Woman Survives Bipolar, Suicidal Thoughts with Burke’s Help
Carolyn doesn’t mince words when explaining what Burke has meant to her. “Without Burke, I’d be dead.” She was tired, bitter and except for the elderly father she cared for, estranged from most of her family. For the better part of 10 years, she says, “my life was in shambles.”
Burke Counselor Cindy Carswell agrees, “she was as serious about suicide as anyone I’ve ever known. It seemed that nothing made her happy, but she’s become a poster child for not giving up. She’s become an incredible inspiration to me.”
Carolyn’s illness required a combination of medication and counseling. Both have been remarkably effective, but neither were quick fixes. Finding the right medication took some time, and Carolyn says many of her meetings with Burke staff felt more like arguments than counseling sessions. But she stuck with both and feels that her life is back on track. Carolyn recently shared her survival story on KTRE-News 9.
By Malcolm Hornsby (KTRE – LUFKIN, TX)
Over 20 percent of Americans 18 and over will suffer from some form of depression each year. Over the past 40 years, Carolyn Ivy was among that group.
“The day that I came to the Burke Center was the day I decided I was going to die,” said Carolyn Ivy. A truth not many would willingly admit, but for Carolyn, telling her story is almost like therapy. “I didn’t have a reason to live really. It piles up on you, year after year and it just gets worse and worse,” Ivy said.
It, simply put was her life. Since childhood, she’d dealt with depression, causing a strain on the relationship with her family. And if that weren’t burden enough, in 2007, news came of a darker reality. “I’m bipolar. I’d been to several doctors and they’d give you something and it wouldn’t work and they’re like ‘Well, let’s try a little bit longer’,” said Ivy. A waiting game with an end seemingly non-existent. Feeling there was no real solution from doctors – Ivy formed a plan of her own.

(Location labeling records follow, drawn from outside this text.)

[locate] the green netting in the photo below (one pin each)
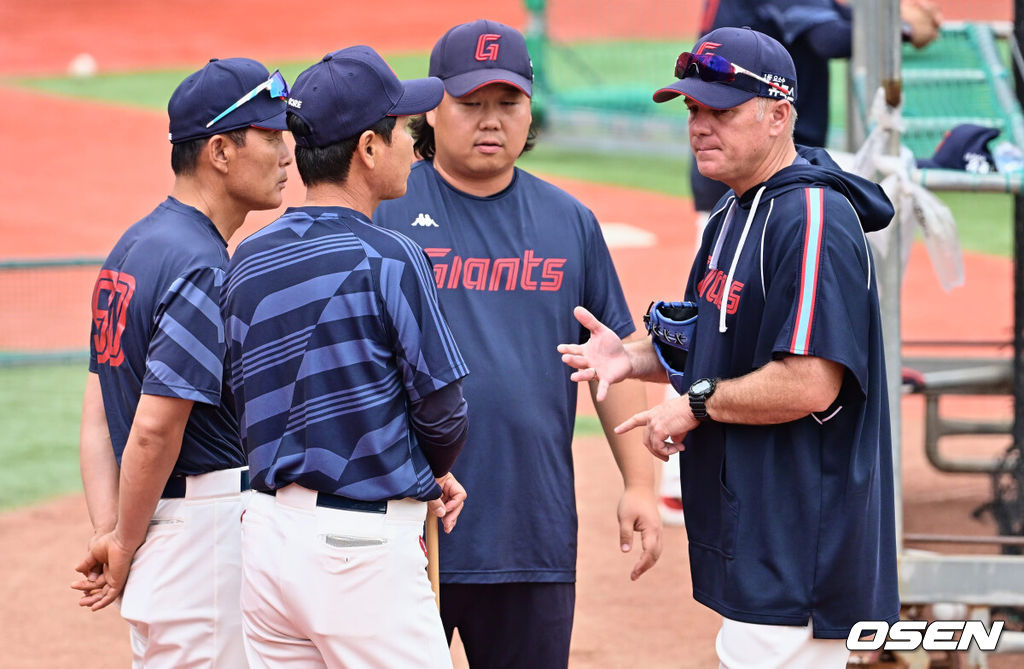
(610, 75)
(46, 307)
(950, 82)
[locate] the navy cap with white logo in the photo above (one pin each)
(760, 54)
(481, 52)
(205, 94)
(965, 148)
(351, 89)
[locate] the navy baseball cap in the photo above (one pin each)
(206, 93)
(350, 90)
(965, 148)
(748, 48)
(481, 52)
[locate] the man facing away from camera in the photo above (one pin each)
(347, 382)
(162, 466)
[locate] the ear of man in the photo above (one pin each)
(779, 117)
(365, 149)
(218, 153)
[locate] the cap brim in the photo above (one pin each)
(467, 82)
(420, 96)
(276, 122)
(714, 94)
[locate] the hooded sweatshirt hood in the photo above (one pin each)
(868, 200)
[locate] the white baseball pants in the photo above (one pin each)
(324, 587)
(747, 645)
(181, 597)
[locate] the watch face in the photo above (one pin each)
(700, 386)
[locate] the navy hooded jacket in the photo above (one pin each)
(795, 521)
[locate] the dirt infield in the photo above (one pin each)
(79, 172)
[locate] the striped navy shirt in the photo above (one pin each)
(333, 329)
(157, 330)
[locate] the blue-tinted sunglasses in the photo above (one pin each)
(712, 68)
(275, 84)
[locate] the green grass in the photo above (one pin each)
(39, 452)
(984, 219)
(42, 406)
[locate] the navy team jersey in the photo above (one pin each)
(509, 269)
(334, 328)
(157, 330)
(794, 521)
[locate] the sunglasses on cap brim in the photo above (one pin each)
(275, 84)
(713, 68)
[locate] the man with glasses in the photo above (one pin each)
(347, 383)
(783, 431)
(512, 254)
(161, 459)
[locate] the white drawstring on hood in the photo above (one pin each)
(735, 256)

“I thought of different ways to do it, but I could never get right down to what I wanted to do about it,” Ivy said. “She was probably more serious about suicide and ending her life that anybody that I’ve ever met. She had plans, she had intent, and she had a history of it,” said Cindy Carswell. Anger fueled by pain. “In this world, I couldn’t find my place. I didn’t feel like I belonged anywhere. I really didn’t think anybody would care,” Ivy said.
But after a final failed attempt at suicide, doctors intervened with another solution…find The Burke Center and get there immediately. “When they came out and got me (at Burke’s Mental Health Emergency Center), everybody was so caring. I was crying and they were comforting me and everything. Then once I got in a room with a girl and started talking to her and she was actually listening,” Ivy said.
A cry for help answered. It was only up from there. “I had my personality back. I wasn’t mad anymore. I’m happy just about all the time. I greet people on the side of the road, ‘Hey, how you doing, have a good day’ and I used to just walk around mad,” Ivy said.
“I think Carolyn has been amazing. She was one that really truly wanted help,” Carswell said.
And now she’s passing that help off to others, starting with her father who has cancer. One ‘clothing protector’ at a time. “Because in the nursing home, they don’t want to hear bib. So I made him one and I had a friend’s husband so I made him some. And I thought, ‘well, this is something good to do, I love to sew,” Ivy said.
She’s made 103 since January. A giving spirit, no longer hindered by confines of depression. And along with that new lease on life, comes a new something else. “I just had a facelift. A new me,” Ivy said.